Abstract
The TP53 gene is mutated in approximately 30% of all breast cancer cases. Adipocytes and preadipocytes, which constitute a substantial fraction of the stroma of normal mammary tissue and breast tumors, undergo transcriptional, metabolic, and phenotypic reprogramming during breast cancer development and play an important role in tumor progression. We report here that p53 loss in breast cancer cells facilitates the reprogramming of preadipocytes, inducing them to acquire a unique transcriptional and metabolic program that combines impaired adipocytic differentiation with augmented cytokine expression.

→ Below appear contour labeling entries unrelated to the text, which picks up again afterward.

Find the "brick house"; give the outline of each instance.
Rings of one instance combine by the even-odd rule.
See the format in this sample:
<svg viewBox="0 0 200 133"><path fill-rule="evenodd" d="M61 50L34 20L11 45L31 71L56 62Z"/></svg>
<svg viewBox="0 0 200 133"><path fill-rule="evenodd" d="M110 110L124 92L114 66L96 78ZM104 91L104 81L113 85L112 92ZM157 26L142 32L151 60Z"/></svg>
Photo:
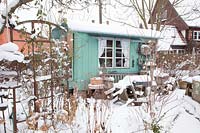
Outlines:
<svg viewBox="0 0 200 133"><path fill-rule="evenodd" d="M161 3L160 3L161 2ZM170 53L191 52L195 49L200 53L200 1L199 0L157 0L152 13L153 23L165 25L167 35L161 41L167 42L168 47L160 51ZM159 18L158 18L159 17ZM173 32L169 32L173 29ZM173 39L174 38L174 39ZM171 39L171 42L169 40ZM178 41L177 41L178 40ZM164 46L164 47L165 47Z"/></svg>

This, in turn, promotes the establishment of an inflammatory tumor microenvironment, including increased abundance of Ly6C+ and Ly6G+ myeloid cells and elevated expression of the immune checkpoint ligand PD-L1. We also describe a potential gain-of- function effect of common p53 missense mutations on the inflammatory reprogramming of preadipocytes. Altogether, our study implicates p53 deregulation in breast cancer cells as a driver of tumor-supportive adipose tissue reprogramming, expanding the network of non-cell autonomous mechanisms whereby p53 dysfunction may promote cancer. Further elucidation of the interplay between p53 and adipocytes within the tumor microenvironment may suggest effective therapeutic targets for the treatment of breast cancer patients.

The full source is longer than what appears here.